How Accounting Policies Are Used
Accounting policies are a set of standards that govern how a company prepares its financial statements. These policies are used to deal specifically with complicated accounting practices such as depreciation methods, recognition of goodwill, preparation of research and development (R&D) costs, inventory valuation, and the consolidation of financial accounts. These policies may differ from company to company, but all accounting policies are required to conform to generally accepted accounting principles (GAAP) and/or international financial reporting standards (IFRS).
Accounting principles can be thought of as a framework in which a company is expected to operate. However, the framework is somewhat flexible, and a company's management team can choose specific accounting policies that are advantageous to the financial reporting of the company. Because accounting principles are lenient at times, the specific policies of a company are very important.
Looking into a company's accounting policies can signal whether management is conservative or aggressive when reporting earnings. This should be taken into account by investors when reviewing earnings reports to assess the quality of earnings. Also, external auditors who are hired to review a company's financial statements should review the company's policies to ensure they conform to GAAP.
Company management can select accounting policies that are advantageous to their own financial reporting, such as selecting a particular inventory valuation method.
Example of an Accounting Policy
Accounting policies can be used to legally manipulate earnings. For example, companies are allowed to value inventory using the average cost, first in first out (FIFO), or last in first out (LIFO) methods of accounting. Under the average cost method, when a company sells a product, the weighted average cost of all inventory produced or acquired in the accounting period is used to determine the cost of goods sold (COGS).
Under the FIFO inventory cost method, when a company sells a product, the cost of the inventory produced or acquired first is considered to be sold. Under the LIFO method, when a product is sold, the cost of the inventory produced last is considered to be sold. In periods of rising inventory prices, a company can use these accounting policies to increase or decrease its earnings.

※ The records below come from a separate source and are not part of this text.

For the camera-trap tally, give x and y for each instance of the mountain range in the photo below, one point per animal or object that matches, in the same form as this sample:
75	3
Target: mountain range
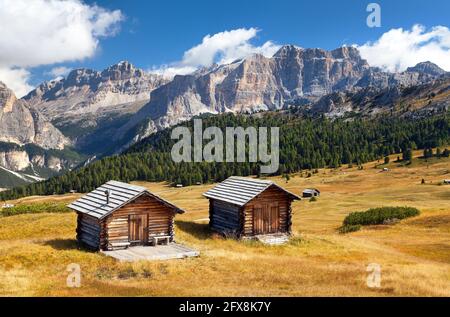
93	113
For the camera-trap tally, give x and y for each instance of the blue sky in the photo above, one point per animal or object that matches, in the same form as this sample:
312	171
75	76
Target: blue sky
158	32
154	33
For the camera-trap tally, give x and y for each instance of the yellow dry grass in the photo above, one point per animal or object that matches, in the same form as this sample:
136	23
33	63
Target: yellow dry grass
414	255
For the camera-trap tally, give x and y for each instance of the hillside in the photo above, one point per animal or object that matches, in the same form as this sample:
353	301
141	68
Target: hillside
305	144
37	248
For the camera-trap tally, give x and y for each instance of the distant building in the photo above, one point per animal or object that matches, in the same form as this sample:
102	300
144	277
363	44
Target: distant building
311	192
245	207
118	215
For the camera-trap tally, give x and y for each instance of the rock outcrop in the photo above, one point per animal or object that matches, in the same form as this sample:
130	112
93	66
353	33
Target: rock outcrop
293	76
22	124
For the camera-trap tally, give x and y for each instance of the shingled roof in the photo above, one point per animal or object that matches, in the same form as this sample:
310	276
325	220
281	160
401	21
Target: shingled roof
240	190
95	203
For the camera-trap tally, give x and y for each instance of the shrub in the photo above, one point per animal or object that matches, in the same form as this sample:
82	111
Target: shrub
34	209
349	228
378	216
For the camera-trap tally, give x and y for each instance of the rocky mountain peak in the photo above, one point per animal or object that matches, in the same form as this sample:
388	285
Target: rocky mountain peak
428	68
122	71
81	77
22	124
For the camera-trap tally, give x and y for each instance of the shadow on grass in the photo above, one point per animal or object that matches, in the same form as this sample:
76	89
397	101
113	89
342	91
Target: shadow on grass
66	244
198	230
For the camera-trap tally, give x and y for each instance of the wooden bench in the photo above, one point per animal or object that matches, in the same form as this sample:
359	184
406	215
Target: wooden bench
119	245
156	239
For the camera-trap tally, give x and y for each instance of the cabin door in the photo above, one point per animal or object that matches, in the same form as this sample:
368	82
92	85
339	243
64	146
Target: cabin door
138	227
266	219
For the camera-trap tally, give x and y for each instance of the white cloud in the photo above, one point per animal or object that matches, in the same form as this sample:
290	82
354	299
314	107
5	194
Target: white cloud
220	48
59	71
45	32
399	49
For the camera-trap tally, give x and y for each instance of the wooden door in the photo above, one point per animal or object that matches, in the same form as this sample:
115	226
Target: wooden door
138	226
266	218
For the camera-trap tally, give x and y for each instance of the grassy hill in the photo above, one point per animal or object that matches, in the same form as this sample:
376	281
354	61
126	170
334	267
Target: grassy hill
413	254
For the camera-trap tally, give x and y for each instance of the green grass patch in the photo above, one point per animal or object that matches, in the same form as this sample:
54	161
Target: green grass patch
349	228
34	209
377	216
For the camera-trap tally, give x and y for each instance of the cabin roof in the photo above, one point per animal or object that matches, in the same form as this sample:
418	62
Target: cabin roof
95	203
240	190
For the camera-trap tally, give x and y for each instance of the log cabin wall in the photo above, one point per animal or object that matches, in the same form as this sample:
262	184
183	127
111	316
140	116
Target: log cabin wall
224	217
158	217
271	196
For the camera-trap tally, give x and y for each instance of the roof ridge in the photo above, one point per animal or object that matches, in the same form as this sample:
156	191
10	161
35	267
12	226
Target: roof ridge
262	181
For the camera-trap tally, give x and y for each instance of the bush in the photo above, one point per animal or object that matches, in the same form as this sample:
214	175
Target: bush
378	216
34	209
349	228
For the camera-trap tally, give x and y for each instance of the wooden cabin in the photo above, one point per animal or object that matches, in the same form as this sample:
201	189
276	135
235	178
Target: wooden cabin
245	207
311	192
118	215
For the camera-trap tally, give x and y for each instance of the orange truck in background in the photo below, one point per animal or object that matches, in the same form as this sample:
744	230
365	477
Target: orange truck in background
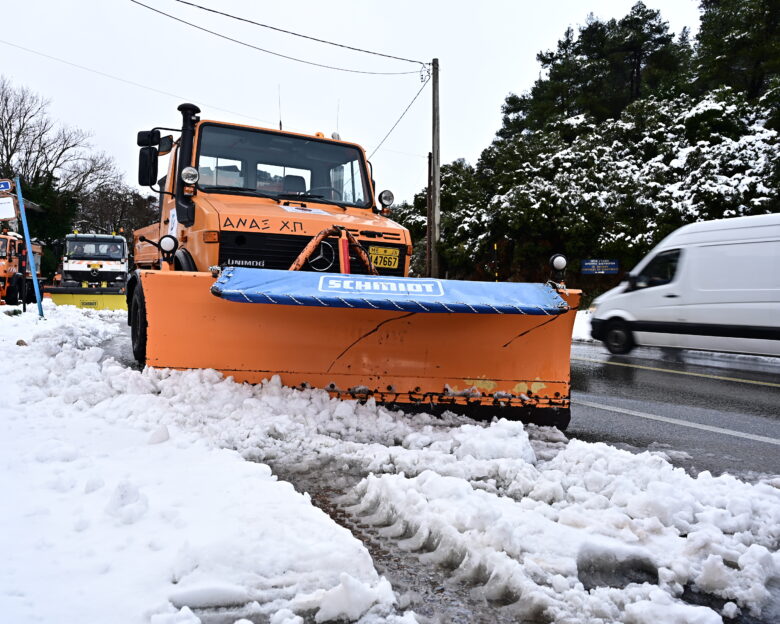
289	221
15	278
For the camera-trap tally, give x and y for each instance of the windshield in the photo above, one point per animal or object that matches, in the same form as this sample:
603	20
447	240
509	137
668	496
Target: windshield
272	164
87	249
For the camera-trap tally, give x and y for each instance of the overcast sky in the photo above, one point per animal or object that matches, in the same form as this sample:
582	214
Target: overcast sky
486	50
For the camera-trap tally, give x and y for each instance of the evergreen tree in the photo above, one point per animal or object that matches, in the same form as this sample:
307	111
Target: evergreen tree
739	45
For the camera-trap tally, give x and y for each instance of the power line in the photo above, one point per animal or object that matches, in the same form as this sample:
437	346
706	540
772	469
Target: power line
400	118
254	47
130	82
289	32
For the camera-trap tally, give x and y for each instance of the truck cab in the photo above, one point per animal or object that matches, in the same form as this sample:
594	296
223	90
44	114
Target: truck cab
94	261
253	197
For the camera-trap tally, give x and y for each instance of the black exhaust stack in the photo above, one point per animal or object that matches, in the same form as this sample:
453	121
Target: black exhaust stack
185	207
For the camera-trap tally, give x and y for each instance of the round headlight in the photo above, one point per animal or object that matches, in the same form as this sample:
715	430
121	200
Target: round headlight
168	243
189	175
386	198
558	262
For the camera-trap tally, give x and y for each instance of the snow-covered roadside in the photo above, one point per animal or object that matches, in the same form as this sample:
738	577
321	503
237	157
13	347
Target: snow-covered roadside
109	517
544	527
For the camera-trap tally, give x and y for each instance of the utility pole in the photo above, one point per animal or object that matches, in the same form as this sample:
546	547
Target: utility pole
429	217
435	176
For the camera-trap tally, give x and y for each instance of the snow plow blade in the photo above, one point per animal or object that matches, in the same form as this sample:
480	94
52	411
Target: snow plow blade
479	348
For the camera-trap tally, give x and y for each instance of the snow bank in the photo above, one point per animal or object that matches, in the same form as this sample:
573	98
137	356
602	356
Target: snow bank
117	480
106	522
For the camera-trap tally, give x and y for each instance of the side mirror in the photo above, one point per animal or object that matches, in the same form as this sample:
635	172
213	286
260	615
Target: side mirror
166	145
148	138
147	166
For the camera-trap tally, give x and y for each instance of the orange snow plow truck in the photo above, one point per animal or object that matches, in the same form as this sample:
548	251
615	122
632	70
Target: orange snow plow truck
271	257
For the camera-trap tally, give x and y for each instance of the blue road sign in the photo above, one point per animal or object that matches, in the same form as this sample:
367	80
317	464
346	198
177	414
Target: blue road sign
599	267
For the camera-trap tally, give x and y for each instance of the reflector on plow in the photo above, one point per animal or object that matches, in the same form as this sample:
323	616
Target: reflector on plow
482	348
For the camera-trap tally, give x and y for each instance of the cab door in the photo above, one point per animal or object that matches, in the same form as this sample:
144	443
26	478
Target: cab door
657	301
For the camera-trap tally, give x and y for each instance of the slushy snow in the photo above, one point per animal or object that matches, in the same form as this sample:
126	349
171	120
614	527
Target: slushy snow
146	496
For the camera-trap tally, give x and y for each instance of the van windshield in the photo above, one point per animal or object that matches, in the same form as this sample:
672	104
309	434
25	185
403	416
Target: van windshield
660	270
232	159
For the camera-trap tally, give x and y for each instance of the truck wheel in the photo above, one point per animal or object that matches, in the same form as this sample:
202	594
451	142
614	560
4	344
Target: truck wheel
138	325
618	338
562	418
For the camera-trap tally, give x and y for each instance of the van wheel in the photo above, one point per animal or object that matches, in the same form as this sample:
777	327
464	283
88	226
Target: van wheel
138	325
618	338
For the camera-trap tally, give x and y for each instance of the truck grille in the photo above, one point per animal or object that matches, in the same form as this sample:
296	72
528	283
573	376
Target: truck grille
95	276
279	251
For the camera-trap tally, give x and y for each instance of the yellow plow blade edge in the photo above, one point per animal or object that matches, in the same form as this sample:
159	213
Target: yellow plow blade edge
510	365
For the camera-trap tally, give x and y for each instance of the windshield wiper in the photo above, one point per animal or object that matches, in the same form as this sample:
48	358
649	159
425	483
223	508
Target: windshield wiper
318	198
237	189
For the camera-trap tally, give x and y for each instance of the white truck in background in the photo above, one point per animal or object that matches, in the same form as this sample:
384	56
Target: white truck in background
712	285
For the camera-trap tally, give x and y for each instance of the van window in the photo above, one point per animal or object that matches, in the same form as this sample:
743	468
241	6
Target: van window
660	270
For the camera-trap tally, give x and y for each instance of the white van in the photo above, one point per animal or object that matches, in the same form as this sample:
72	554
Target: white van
713	285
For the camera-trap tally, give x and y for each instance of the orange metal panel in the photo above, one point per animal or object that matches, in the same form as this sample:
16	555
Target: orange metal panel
366	351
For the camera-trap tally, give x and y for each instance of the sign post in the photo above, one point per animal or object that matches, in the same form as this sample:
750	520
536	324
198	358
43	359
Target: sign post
28	245
599	267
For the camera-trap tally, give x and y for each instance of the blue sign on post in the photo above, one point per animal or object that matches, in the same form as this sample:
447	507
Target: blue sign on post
599	267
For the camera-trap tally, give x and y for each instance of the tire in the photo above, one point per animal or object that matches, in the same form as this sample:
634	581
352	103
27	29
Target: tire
618	338
562	418
138	325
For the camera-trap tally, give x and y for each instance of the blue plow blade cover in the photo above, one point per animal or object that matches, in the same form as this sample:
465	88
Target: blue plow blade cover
409	294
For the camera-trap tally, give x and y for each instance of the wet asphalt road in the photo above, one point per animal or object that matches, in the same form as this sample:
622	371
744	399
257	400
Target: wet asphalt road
724	409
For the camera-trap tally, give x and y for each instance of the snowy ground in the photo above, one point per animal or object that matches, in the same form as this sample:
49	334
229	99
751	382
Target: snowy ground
128	497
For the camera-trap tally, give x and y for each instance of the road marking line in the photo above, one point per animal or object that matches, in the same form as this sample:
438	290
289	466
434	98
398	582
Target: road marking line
669	370
675	421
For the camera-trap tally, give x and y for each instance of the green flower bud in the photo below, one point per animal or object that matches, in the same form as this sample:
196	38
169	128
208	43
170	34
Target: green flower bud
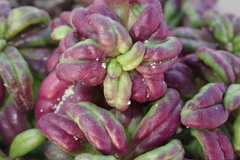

For example, a company in the manufacturing industry buys inventory at $10 per unit for the first half of the month and $12 per unit for the second half of the month. The company ends up purchasing a total of 10 units at $10 and 10 units at $12 and sells a total of 15 units for the entire month.
If the company uses FIFO, its cost of goods sold is: (10 x $10) + (5 x $12) = $160. If it uses average cost, its cost of goods sold is: (15 x $11) = $165. If it uses LIFO, its cost of goods sold is: (10 x $12) + (5 x $10) = $170. It is therefore advantageous to use the FIFO method in periods of rising prices in order to minimize the cost of goods sold and increase earnings.